The simulator generates realistic API usage patterns with:

- **100 APIs** across 10 functional categories (Auth, User Mgmt, Data Input, Data Processing, ML Training, ML Prediction, Basic Viz, Advanced Viz, Export, Admin)
- **4 session goals**: ML Pipeline (85% workflow adherence), Data Analysis (80%), User Management (90%), Quick Visualization (75%)
- **Markov chain transitions** with configurable, high-probability workflow patterns
- **Configurable simulator**: Override transition probabilities, starting probabilities, and goal distributions to match your domain

## Package Structure

```
src/context_engineer/
    __init__.py    # Public API
    data.py        # Data simulation & dataset classes
    model.py       # Transformer model architecture
    train.py       # Training, evaluation, inference
    pipeline.py    # End-to-end pipeline
    utils.py       # Model save/load, data export (JSON/CSV)
    viz.py         # Publication-ready visualization functions
    cli.py         # Command-line interface
    py.typed       # PEP 561 type checker marker
```

## API Reference

### Core Functions

| Function | Description |
|---|---|
| `run_pipeline(**kwargs)` | Run the full experiment end-to-end |
| `simulate_multitask_markov_data(...)` | Generate simulated user sessions |
| `create_multitask_training_pairs(...)` | Convert sequences to supervised pairs |
| `train_multitask_model(...)` | Train with early stopping and cosine annealing |
| `evaluate_multitask_model(...)` | Evaluate with accuracy, MRR, Hit Rate@K |
| `set_random_seeds(seed)` | Set seeds for reproducibility |
| `save_model(model, path)` | Save trained model checkpoint to disk |
| `load_model(path)` | Load model from checkpoint (reconstructs architecture) |
| `export_metrics(metrics, path)` | Export evaluation metrics to JSON or CSV |
| `export_training_history(history, path)` | Export training curves to CSV |
| `export_sequences(sequences, goals, path)` | Export session data to JSON or CSV |

### Visualization Functions (requires `pip install context-engineer[viz]`)

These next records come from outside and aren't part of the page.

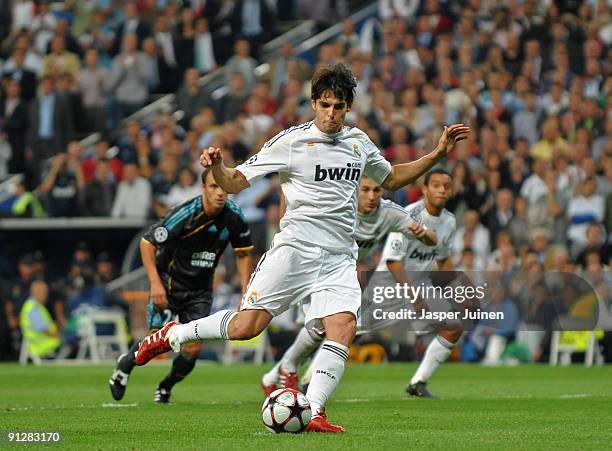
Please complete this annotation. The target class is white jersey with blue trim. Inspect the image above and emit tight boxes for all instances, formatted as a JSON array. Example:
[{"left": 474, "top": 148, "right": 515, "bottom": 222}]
[
  {"left": 377, "top": 199, "right": 457, "bottom": 271},
  {"left": 236, "top": 121, "right": 391, "bottom": 258},
  {"left": 355, "top": 199, "right": 416, "bottom": 260}
]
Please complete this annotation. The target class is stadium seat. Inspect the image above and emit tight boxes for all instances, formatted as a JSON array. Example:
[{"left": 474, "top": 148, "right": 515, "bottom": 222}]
[
  {"left": 223, "top": 330, "right": 274, "bottom": 364},
  {"left": 77, "top": 308, "right": 128, "bottom": 362},
  {"left": 549, "top": 318, "right": 603, "bottom": 367}
]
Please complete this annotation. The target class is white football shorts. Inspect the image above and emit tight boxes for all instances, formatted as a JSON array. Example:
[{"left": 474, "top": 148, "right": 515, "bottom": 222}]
[{"left": 240, "top": 241, "right": 361, "bottom": 333}]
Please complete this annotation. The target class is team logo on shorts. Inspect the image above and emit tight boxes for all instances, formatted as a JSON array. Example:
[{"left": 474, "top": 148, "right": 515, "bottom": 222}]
[
  {"left": 153, "top": 226, "right": 168, "bottom": 243},
  {"left": 391, "top": 240, "right": 402, "bottom": 251},
  {"left": 247, "top": 291, "right": 257, "bottom": 305}
]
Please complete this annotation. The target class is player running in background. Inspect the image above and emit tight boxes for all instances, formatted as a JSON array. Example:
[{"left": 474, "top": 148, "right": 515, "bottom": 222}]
[
  {"left": 378, "top": 169, "right": 463, "bottom": 398},
  {"left": 136, "top": 64, "right": 469, "bottom": 432},
  {"left": 261, "top": 169, "right": 462, "bottom": 397},
  {"left": 261, "top": 176, "right": 437, "bottom": 396},
  {"left": 109, "top": 170, "right": 253, "bottom": 403}
]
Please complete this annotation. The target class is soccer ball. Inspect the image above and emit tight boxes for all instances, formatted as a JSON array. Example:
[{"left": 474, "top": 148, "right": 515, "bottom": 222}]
[{"left": 261, "top": 388, "right": 311, "bottom": 434}]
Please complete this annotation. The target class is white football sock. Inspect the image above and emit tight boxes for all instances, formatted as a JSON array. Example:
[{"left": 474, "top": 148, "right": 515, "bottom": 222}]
[
  {"left": 410, "top": 335, "right": 455, "bottom": 384},
  {"left": 306, "top": 340, "right": 348, "bottom": 415},
  {"left": 171, "top": 310, "right": 238, "bottom": 344},
  {"left": 281, "top": 327, "right": 323, "bottom": 373},
  {"left": 261, "top": 360, "right": 280, "bottom": 385}
]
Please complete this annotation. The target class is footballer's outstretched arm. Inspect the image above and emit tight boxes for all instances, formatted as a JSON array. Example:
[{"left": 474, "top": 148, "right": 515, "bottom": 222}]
[
  {"left": 200, "top": 147, "right": 251, "bottom": 194},
  {"left": 382, "top": 124, "right": 470, "bottom": 191}
]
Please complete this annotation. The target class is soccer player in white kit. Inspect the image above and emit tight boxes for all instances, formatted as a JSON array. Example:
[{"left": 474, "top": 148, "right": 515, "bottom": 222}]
[
  {"left": 378, "top": 169, "right": 463, "bottom": 398},
  {"left": 136, "top": 64, "right": 470, "bottom": 432},
  {"left": 261, "top": 176, "right": 437, "bottom": 396}
]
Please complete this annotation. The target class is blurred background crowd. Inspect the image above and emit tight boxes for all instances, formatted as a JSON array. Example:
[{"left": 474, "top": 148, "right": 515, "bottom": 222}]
[{"left": 0, "top": 0, "right": 612, "bottom": 366}]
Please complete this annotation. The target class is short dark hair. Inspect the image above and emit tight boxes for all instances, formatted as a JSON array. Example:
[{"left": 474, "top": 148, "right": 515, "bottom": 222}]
[
  {"left": 201, "top": 168, "right": 210, "bottom": 185},
  {"left": 310, "top": 63, "right": 357, "bottom": 107},
  {"left": 423, "top": 168, "right": 452, "bottom": 186}
]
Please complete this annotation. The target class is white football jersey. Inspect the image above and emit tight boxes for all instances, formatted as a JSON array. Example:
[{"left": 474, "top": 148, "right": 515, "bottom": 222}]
[
  {"left": 377, "top": 199, "right": 457, "bottom": 271},
  {"left": 355, "top": 199, "right": 416, "bottom": 260},
  {"left": 236, "top": 121, "right": 391, "bottom": 258}
]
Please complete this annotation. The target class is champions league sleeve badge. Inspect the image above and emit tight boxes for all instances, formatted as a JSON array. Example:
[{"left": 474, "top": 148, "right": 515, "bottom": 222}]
[{"left": 153, "top": 226, "right": 168, "bottom": 243}]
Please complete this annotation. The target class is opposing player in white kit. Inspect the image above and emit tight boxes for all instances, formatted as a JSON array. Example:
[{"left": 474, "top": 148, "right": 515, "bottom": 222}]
[
  {"left": 261, "top": 176, "right": 437, "bottom": 396},
  {"left": 378, "top": 169, "right": 456, "bottom": 398},
  {"left": 136, "top": 64, "right": 469, "bottom": 432},
  {"left": 261, "top": 169, "right": 462, "bottom": 397}
]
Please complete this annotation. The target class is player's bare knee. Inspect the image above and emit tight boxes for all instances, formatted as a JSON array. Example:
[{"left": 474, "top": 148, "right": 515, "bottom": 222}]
[
  {"left": 181, "top": 343, "right": 202, "bottom": 359},
  {"left": 438, "top": 326, "right": 463, "bottom": 343},
  {"left": 228, "top": 310, "right": 272, "bottom": 340},
  {"left": 323, "top": 312, "right": 357, "bottom": 346}
]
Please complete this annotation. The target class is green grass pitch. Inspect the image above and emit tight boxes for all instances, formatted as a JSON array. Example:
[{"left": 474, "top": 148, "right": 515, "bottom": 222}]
[{"left": 0, "top": 363, "right": 612, "bottom": 451}]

| Function | Description |
|---|---|
| `plot_data_overview(...)` | 6-panel Markov chain data analysis (Paper Figure 1) |
| `plot_api_transitions(...)` | Per-goal transition heatmaps (Paper Figure 2) |
| `plot_training_history(...)` | 6-panel training progress (Paper Figure 5) |
| `plot_evaluation(...)` | Evaluation dashboard with baselines (Paper Figure 6) |

### Core Classes

| Class | Description |
|---|---|
| `MultiTaskMarkovChainAPISimulator` | Configurable Markov chain data generator |
| `MultiTaskMarkovAPIRecommender` | Multi-task transformer model |
| `MultiTaskMarkovDataset` | PyTorch Dataset for training data |

## Citation

If you use this package in your research, please cite:

```bibtex
@article{yin2025rethink,
  title={Rethink Context Engineering Using an Attention-based Architecture},
  author={Yin, Yiqiao},
  year={2025}
}
```

## License

MIT License. See [LICENSE](LICENSE) for details.